In 2011, the West Virginia Supreme Court responded by establishing a commission with the purpose of reviewing Division of Juvenile Service operations and programs at various juvenile facilities. The supreme court stated that it was committed to a juvenile justice system that had both effective interventions and enhanced the possibility of rehabilitation. As a result of the findings in one report and other legal actions, one juvenile facility, Industrial Home, is set to close.
Besides investigating the general conditions of Industrial Home, the commission was tasked with investigating the mysterious death of one of its juvenile residents. The resident’s heart “stopped beating” at some point after dinner, when he was back in his cell. A previous coroner’s report found that there was no foul play or self injury. In its March 2013 news release, the commission stated that the juvenile’s cause of death could not be determined, but that it was clear that the staff had not followed proper procedures. In addition to the death, the commission investigated reports of physical assault and sexual acts between the staff and juveniles at Industrial Home.
The commission also reported the following “concerning” findings. Psychiatric services were not provided in person, but rather through a video conference. Juvenile residents were given flat sentences rather than sentences appropriate to their offenses. Their windows were covered by black paper and they were controlled by lock down. Residents were given little access to their attorneys during their period in the residential facility. Their quality of life was also quite dismal: poor quality and quantity of food, limited showers, cold cells, and thin blankets. Finally, there was no gender-specific instruction in the female residence.
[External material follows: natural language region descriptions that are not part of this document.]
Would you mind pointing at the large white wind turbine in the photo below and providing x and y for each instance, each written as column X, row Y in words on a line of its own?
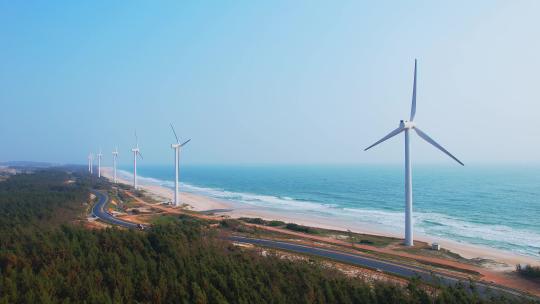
column 100, row 155
column 90, row 162
column 177, row 146
column 136, row 153
column 115, row 156
column 406, row 126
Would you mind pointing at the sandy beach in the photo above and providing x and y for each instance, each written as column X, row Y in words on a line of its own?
column 199, row 202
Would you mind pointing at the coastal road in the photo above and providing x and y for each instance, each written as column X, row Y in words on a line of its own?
column 385, row 266
column 99, row 211
column 339, row 256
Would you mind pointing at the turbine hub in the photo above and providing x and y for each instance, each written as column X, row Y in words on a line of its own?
column 406, row 124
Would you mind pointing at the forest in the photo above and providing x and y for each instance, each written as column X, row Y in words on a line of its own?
column 46, row 257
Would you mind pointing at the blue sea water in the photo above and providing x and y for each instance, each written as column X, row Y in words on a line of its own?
column 495, row 206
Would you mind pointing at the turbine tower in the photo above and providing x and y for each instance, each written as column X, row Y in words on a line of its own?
column 177, row 146
column 90, row 162
column 136, row 153
column 115, row 156
column 406, row 127
column 99, row 163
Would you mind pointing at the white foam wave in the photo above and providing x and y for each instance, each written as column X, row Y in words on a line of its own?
column 426, row 223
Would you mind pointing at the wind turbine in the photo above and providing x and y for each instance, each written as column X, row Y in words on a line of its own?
column 115, row 156
column 406, row 126
column 136, row 153
column 177, row 146
column 90, row 162
column 99, row 163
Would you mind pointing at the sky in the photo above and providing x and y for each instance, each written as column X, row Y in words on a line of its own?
column 269, row 82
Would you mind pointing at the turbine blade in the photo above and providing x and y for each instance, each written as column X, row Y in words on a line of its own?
column 434, row 143
column 390, row 135
column 175, row 134
column 185, row 142
column 413, row 106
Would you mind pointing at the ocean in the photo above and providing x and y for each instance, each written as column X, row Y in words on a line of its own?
column 493, row 206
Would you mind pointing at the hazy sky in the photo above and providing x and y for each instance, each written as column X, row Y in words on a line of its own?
column 269, row 82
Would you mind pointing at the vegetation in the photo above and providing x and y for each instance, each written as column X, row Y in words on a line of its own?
column 528, row 271
column 44, row 261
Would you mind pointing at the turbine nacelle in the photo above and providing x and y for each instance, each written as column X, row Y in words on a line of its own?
column 404, row 124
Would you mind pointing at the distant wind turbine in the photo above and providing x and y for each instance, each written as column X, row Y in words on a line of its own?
column 177, row 146
column 115, row 156
column 406, row 126
column 136, row 153
column 99, row 162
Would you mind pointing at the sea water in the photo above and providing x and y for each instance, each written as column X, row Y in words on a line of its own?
column 494, row 206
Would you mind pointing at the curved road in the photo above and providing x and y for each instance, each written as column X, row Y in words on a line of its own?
column 99, row 211
column 385, row 266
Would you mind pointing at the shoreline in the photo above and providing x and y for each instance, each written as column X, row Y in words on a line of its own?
column 198, row 202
Some changes were made once these problems were brought to the staff’s attention. The black paper was removed and more gender-specific staff and programming were added for the female inmates. Activities to boost the juveniles’ morale were added, such as intramural sports and talent shows. However, it was not enough to quell the numerous concerning issues that arose. After the commission brought the report to Governor Tomblin, Mountain State Justice filed a writ of habeas corpus petition on behalf of two of the residents. They claimed that juveniles were confined to their cells for long periods of time, that shower and bathroom breaks were at the staff’s discretion, that the juveniles needed to wear prison uniforms, and that they were kept from their families. The Division of Juvenile Services finally announced that Industrial Home would close and the 300 inmates would be moved to other facilities.
The commission reports will play an important role in ensuring that West Virginia’s juvenile detention residents are treated fairly. It also underscores the importance of always having a West Virginia criminal defense attorney in your corner who will fight for juveniles’ rights, including the right to avoid cruel and unusual punishment.